Die DSW hat zusammen mit dem europäischen Verband BETTER FINANCE und dessen Mitgliedsorganisationen untersucht, ob die neuen Regeln von den beteiligten Institutionen (Intermediären) tatsächlich umgesetzt wurden, ob also Aktionäre ihre Rechte auf Teilnahme und Abstimmung bei Hauptversammlungen ohne Probleme ausüben konnten, auch wenn sie Aktien von Unternehmen mit Sitz in einem anderen EU-Mitgliedstaat halten.

Es bleibt eine lange Mängelliste

Die Ergebnisse der Untersuchung sind verheerend. In den allermeisten Fällen konnten Aktionäre in der Hauptversammlungssaison 2021 ihre Rechte im europäischen Ausland nicht oder wenn dann nur teilweise ausüben. Zudem wurden ihnen in zahlreichen Fällen hohe Kosten in Rechnung gestellt, teilweise bis zu 250 Euro pro Hauptversammlung.

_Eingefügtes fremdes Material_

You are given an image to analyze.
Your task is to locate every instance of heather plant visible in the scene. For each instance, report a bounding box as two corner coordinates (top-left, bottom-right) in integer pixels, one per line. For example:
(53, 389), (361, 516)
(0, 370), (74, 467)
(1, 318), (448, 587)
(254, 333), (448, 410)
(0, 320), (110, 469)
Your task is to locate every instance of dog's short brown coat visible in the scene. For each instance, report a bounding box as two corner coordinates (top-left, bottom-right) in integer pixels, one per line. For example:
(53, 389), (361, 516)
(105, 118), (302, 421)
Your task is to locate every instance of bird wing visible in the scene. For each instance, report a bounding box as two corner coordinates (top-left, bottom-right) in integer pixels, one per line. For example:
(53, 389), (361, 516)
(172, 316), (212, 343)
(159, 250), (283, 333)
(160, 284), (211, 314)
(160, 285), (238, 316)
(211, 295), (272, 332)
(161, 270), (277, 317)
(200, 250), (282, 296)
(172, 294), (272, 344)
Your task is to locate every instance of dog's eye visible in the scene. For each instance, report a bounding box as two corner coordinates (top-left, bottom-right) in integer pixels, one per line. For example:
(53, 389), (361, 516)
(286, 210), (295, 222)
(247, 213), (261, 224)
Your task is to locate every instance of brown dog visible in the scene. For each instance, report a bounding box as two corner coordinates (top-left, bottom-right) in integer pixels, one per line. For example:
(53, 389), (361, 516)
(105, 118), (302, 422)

Aus Sicht von DSW und BETTER FINANCE besteht vor diesem Hintergrund dringender Bedarf, die Prozesse insgesamt zu verbessern, und zwar vor allem durch:

• die Beseitigung jeglicher Hürden, die dem Engagement der Aktionäre im Wege stehen,
• die Lösung der Probleme, die sich aus langen und komplexen Intermediär-Ketten sowie Sammelkonten ergeben,
• eine deutliche Vereinfachung der Informationen auf das Notwendigste (KISS-Prinzip), zum Beispiel durch die Abschaffung einer Vorankündigungspflicht für die Teilnahme an der Hauptversammlung,
• die EU-weite Harmonisierung des sogenannten Record Date,
• eine EU-weit einheitlichen Definition des Begriffs „Aktionär“
• die EU-weite Harmonisierung der Dokumentationspflichten für Aktionäre.

Ebenfalls Handlungsbedarf gibt es bei der staatlichen Aufsicht. Es muss geklärt werden, welche Aufsichtsbehörde für die Überwachung von Hauptversammlungsprozessen und die Einhaltung der ARRL-Regeln zuständig ist. Schließlich sollte ein EU-einheitliches Aufsichtsregime eingeführt werden.

Viele Neobroker bieten Stimmrechtsausübung nicht an

Besonders dringlich wäre das bei den sogenannten Neobrokern, für die sich trotz der wachsenden Bedeutung dieser Anbieter EU-weit aktuell niemand so recht für zuständig hält. Die europäische Aufsichtsbehörde winkt ebenso ab wie zum Beispiel in Deutschland die BaFin. Besonderes Augenmerk sollte dabei dem Verhalten in dem Governance-Prozess sowie der Praxis bei der Einhaltung der ARRL-Regeln gelten, denn speziell Neobroker bieten in einigen Fällen eine Stimmrechtsausübung für Privatanleger gar nicht erst an, obwohl die Aktionärsrechterichtlinie SRD II genau dies klar vorschreibt.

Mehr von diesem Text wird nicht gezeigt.